TEAD–YAP Interaction Inhibitors and MDM2 Binders from DNA‐Encoded Indole‐Focused Ugi Peptidomimetics

DNA‐encoded combinatorial synthesis provides efficient and dense coverage of chemical space around privileged molecular structures. The indole side chain of tryptophan plays a prominent role in key, or “hot spot”, regions of protein–protein interactions.
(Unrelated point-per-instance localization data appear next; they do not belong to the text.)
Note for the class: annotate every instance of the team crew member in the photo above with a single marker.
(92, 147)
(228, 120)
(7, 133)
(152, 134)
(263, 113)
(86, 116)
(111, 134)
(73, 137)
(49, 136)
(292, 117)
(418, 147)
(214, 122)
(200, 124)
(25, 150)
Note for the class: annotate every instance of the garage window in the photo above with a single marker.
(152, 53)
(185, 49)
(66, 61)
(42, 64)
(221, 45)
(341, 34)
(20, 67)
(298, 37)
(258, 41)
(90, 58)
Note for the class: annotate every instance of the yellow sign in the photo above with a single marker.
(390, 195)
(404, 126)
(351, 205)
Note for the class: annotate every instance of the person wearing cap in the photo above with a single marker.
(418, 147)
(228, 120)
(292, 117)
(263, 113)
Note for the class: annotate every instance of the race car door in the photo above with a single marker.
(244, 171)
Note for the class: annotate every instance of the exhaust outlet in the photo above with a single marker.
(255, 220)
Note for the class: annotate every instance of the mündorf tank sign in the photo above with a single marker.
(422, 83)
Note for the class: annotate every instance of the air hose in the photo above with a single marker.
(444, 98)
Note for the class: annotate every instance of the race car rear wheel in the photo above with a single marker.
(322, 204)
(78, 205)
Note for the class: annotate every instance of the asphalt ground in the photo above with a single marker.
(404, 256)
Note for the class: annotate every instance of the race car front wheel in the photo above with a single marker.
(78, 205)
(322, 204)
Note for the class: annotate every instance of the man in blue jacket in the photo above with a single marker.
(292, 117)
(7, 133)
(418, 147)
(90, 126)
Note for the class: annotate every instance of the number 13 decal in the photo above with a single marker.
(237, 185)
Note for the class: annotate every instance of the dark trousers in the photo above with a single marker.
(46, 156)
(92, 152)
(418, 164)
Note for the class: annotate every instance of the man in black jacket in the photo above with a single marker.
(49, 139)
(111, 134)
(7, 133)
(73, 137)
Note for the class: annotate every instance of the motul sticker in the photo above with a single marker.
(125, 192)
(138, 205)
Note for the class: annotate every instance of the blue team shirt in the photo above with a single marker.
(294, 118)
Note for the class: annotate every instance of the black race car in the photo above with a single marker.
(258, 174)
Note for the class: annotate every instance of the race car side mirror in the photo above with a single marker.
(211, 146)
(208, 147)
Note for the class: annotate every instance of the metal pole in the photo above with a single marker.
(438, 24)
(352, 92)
A DNA‐encoded combinatorial peptoid library was designed based on the Ugi four‐component reaction by employing tryptophan‐mimetic indole side chains to probe the surface of target proteins. Several peptoids were synthesized on a chemically stable hexathymidine adapter oligonucleotide “hexT”, encoded by DNA sequences, and substituted by azide‐alkyne cycloaddition to yield a library of 8112 molecules. Selection experiments for the tumor‐relevant proteins MDM2 and TEAD4 yielded MDM2 binders and a novel class of TEAD‐YAP interaction inhibitors that perturbed the expression of a gene under the control of these Hippo pathway effectors. A focused approach: A DNA‐encoded peptoid library was designed by the Ugi multicomponent reaction around indole structures that mimic the side chain of tryptophan. Applying this focused library to the challenging cancer targets MDM2 and hTEAD4 yielded compounds for inhibitor development. Compounds binding to hTEAD4 disrupted the hTEAD4–YAP interaction, and reduced expression of a gene under control of the TEAD–YAP transcription factor complex.